Scorn laughs. Then he chokes, turns to gaze upon his wife. “Nothing there,” he whispers.

“Nothing there?” The Princess pales. “Whatever do you mean?”

“There was nothing there!” screams Scorn Defeat. The whole tower shudders, shivers, quakes—though not for Scorn nor for his anger, but rather on account of falling beneath the yonder castle’s gaze. The sun, falling through the window, casts its blade upon the hero, that icy rod of puissance mighty; but on the hill that fortress waxes under spells still darkly—each brick mortared with a sticky shame.

“There was nothing there,” he whispers again. “Just the forest… some clever ruse…” He looks at the princess with hooded eyes. “Some aspect incomplete.”

“Then what…” The girl is fearful; swallows. “What happened in those dappled maples, among the darkling shrubs and bushes?”

“Look in my eyes, girl, and tell me, please: does anything—anything, anything at all—still remain?”

The Princess is backed into a corner by her husband’s deep gunmetal eyes. In them—in all their swirling grayness, flecks of whiteness and their pupils’ utter blackness—is surging the waveform crucible of that song: the banging, slamming, ringing tones of maritime manufactory. The banks of Big Kruarnoth, dread and total, in his eyes even while he sleeps.

And in the shadows of those surging verges, fishes watch, and something spawns; though the Princess, bless her, will never—ever—quite know how to speak its name.

“Yes, Scorn, my very darling,” the Princess whispers (shrinking further), “I think that something—something—must still, forever… always… remain.”

* * *

Along the banks of Big Kruarnoth, the factories compete in many games. The spark of life and screams of death are, to them, just One, and Same.

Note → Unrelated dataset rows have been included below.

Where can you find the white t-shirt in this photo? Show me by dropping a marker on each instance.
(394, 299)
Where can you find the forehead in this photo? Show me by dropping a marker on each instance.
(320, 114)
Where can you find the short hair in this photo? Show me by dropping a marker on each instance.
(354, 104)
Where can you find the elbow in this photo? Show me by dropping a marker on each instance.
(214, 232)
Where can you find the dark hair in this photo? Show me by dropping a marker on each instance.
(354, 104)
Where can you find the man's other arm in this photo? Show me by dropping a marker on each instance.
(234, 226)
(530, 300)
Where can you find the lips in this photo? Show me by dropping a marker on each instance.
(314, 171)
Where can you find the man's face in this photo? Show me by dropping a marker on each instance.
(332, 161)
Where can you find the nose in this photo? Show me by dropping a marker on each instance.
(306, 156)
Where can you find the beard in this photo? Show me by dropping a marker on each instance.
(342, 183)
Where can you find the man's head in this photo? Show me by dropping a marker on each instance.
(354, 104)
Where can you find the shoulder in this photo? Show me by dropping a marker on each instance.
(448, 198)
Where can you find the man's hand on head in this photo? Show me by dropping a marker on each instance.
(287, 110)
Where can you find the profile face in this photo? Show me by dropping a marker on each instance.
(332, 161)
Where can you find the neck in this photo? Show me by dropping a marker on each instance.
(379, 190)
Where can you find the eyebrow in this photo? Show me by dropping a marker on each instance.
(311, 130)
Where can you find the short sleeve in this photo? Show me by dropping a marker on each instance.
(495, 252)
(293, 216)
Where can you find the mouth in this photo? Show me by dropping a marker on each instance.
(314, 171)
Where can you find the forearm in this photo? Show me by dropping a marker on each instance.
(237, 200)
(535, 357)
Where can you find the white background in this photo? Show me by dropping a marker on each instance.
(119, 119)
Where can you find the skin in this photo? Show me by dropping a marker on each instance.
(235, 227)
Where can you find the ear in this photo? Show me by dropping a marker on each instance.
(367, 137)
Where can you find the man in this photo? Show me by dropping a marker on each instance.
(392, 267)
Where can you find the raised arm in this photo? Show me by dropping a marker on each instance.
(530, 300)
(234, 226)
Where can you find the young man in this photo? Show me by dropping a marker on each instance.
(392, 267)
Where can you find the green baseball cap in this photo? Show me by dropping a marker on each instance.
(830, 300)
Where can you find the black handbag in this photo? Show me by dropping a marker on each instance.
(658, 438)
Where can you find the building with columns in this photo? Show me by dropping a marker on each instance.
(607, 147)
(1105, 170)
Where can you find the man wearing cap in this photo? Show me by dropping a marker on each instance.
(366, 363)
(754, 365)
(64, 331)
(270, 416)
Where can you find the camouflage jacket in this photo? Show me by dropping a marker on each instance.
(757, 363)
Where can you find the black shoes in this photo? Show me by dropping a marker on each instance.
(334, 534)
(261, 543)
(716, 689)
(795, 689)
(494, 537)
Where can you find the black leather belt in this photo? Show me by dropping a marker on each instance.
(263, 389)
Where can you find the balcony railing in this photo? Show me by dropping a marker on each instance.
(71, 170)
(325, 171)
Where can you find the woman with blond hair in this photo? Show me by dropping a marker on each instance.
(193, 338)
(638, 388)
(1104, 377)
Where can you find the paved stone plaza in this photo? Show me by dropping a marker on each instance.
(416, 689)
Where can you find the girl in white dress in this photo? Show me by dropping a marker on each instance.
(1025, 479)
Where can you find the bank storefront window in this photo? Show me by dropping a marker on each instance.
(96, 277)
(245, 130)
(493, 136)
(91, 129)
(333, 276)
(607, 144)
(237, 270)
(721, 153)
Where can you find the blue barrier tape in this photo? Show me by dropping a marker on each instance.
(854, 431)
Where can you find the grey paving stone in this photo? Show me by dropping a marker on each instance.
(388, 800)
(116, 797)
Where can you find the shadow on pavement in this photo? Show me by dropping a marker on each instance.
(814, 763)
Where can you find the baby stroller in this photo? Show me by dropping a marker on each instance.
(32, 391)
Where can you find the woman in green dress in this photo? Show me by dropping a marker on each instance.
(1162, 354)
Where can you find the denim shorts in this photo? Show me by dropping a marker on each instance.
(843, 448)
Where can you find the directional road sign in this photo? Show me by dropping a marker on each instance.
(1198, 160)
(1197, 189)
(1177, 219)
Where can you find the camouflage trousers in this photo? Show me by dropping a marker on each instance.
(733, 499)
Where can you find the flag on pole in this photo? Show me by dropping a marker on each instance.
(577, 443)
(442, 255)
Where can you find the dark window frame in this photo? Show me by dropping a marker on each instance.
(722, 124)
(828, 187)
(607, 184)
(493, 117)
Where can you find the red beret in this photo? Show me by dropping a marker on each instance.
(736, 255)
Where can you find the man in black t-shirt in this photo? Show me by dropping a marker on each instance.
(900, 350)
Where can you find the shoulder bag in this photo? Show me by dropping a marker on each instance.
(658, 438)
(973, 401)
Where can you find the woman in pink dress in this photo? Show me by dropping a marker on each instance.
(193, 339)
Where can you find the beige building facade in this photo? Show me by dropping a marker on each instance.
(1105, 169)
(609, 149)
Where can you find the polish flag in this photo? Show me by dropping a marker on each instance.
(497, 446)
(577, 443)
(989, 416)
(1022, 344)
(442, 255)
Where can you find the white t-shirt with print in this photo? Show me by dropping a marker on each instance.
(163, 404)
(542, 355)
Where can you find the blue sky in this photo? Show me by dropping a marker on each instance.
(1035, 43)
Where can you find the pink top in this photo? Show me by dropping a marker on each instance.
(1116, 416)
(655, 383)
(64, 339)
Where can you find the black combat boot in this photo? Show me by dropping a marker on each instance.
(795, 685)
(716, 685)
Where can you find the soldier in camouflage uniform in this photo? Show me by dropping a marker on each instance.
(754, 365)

The tower down in Bonedust will one day begin to crumble, its stone-cut tendril-fingers reaching for the village floor. A castle, mired amongst the forest, casts its shadows over lands now listless; and a princess, on the hilltop, has been buried there in vain.

And of Scorn Defeat, his princess, and the Shadowspawn that bound them, one wonders whether something, anything, or nothing, might be, or has been, or will one day still remain.